- Location of Taoudénit Region in Mali
- Coordinates: 22°42′N 4°00′W﻿ / ﻿22.7°N 4.0°W
- Country: Mali
- Capital: Taoudénit

Government
- • Governor: Mohamed Abderrahmane Ould Meydou

Area
- • Total: 292,000 km^{2} (113,000 sq mi)

Population (2023)
- • Total: 98,984
- • Density: 0.339/km^{2} (0.878/sq mi)
- Time zone: UTC±0 (UTC)

= Taoudénit Region =

Region of Mali

Taoudénit is a region of Mali legislatively created in 2012 from the northern part of Timbuktu Cercle in Tombouctou Region. Actual implementation of the region began on 19 January 2016 with the appointment of Abdoulaye Alkadi as the region's governor. Members of the region's transitional council were appointed on 14 October 2016. General Abderrahmane Ould Meydou replaced Alkadi as governor in July 2017.

The region is divided into six cercles: Achouratt, Al-Ourche, Araouane, Boudje-Béha, Foum-Alba and Taoudénit. The capital will be located at Taoudénit, although the government is currently based in Timbuktu owing to the lack of infrastructure in Taoudénit.

== Demographics ==

The Taoudénit Region is the second least populated region in Mali, with a population of 100,358 in 2022. Taoudénit has the lowest total fertility rate in Mali at 3.5 births per woman. In comparison, the Malian national average TFR is 6.1 births per woman.

=== Ethnicity ===

Taoudénit is the only predominantly Arab (Maure) region in Mali. In 2022, Arabs and Moors comprised 82.14% of the regional population. Minorities in Taoudénit include the Tuareg, Bambara, and Songhai.

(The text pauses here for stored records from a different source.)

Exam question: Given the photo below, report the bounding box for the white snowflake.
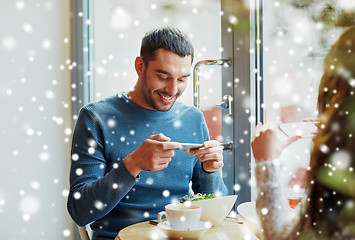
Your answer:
[63,229,71,237]
[233,184,241,191]
[329,150,351,170]
[72,153,79,161]
[20,195,40,215]
[261,207,268,215]
[146,178,154,185]
[74,192,81,200]
[162,190,170,197]
[110,7,131,30]
[94,200,104,210]
[39,152,50,162]
[45,90,55,99]
[22,214,30,221]
[320,144,330,154]
[75,168,83,176]
[42,39,51,49]
[30,181,40,190]
[16,1,25,9]
[88,147,95,154]
[173,120,182,128]
[2,36,16,50]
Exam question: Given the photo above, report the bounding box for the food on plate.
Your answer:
[180,193,216,203]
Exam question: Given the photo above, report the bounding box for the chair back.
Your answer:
[78,225,90,240]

Linguistically Arabic (Hassaniya and other dialects) is the majority mother tongue spoken by 74.14% of the population. Tuareg (mainly Tamasheq) was spoken by 14.64% of the population, while small minorities spoke Bambara (4.30%), Zarma (3.32%) and Samogo (2.29%).

=== Religion ===
The 2022 census found that 99.81% of the population in Taoudénit was Muslim, 0.18% was Christian, and 0.01% practised other religions. Taoudénit has the highest proportion of Muslims in Mali. Islam is the dominant religion among all of Taoudénit's ethnic groups, with the Arab, Tuareg, and Songhai peoples being almost entirely Muslim.